Lab2 report
Yimin Gu
PB17000002
File created on 2019.10.9
Last modified 2019.10.15
Main ideas & implementation
The task of lab2 is to generate a syntax tree from C- source file using bison.
The main process:
tokens analyzed from file by flex
|
tokens are given to bison
|
bison does conduction by rules, meanwhile building the tree by actions
|
print the tree, and misc. jobs
As the parser is going to get token stream from result generated by flex, I choose to let flex initialize tree nodes(more precisely, tree leaf tokens), and use bison action rules to generate other nodes and add those leaf tokens to the tree.
I use union which contains a SyntaxTree * node
to share data structure between bison and flex. For each valid token found by flex, a node(leaf) is created. For each rule like A -> B C D
in bison, a node is created for A
, and B
, C
and D
are added as children of A
. So after doing all the reduction, a whole syntax tree is generated, with program
in the first statement containing the tree root.

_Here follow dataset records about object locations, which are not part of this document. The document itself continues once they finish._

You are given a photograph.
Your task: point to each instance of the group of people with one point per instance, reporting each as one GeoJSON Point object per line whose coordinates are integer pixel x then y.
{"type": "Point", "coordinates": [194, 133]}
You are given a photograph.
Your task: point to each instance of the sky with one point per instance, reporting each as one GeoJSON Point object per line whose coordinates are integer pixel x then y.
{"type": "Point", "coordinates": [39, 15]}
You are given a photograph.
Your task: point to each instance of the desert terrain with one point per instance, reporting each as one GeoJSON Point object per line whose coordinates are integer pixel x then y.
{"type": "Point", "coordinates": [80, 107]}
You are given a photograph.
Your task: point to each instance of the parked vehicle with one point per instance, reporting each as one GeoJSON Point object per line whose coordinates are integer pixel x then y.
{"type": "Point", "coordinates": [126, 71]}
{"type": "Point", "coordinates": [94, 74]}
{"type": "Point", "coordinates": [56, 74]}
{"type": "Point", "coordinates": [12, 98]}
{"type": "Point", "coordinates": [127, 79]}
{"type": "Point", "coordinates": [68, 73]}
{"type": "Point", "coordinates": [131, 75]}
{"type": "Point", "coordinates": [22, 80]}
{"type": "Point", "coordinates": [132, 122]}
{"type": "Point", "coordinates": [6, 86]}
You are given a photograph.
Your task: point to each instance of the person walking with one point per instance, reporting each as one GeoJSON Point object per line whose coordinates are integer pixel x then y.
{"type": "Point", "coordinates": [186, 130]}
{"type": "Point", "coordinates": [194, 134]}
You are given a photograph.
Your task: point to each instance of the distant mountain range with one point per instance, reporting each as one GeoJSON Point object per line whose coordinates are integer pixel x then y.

Shift-reduce conflict in if-else statement
The given syntax about C- contains a shift-reduce conflict (and bison gives a warning):
selection-stmt → if ( expression ) statement |
if ( expression ) statement else statement |
We don’t know whether to shift in else
or reduce using the first part of the rule.
To solve this, we can figure out better rules(maybe adding more statements) or give the shift and reduce an priority. Here I used the method discussed on GitLab(by iBug and Ray-Lei) and stackoverflow: tell the parser to shift in else
when the conflict occurs. And else
will be binded to the closest if
.
After this, the conflict is solved and we can see from the syntax tree that the behavior is same as expected.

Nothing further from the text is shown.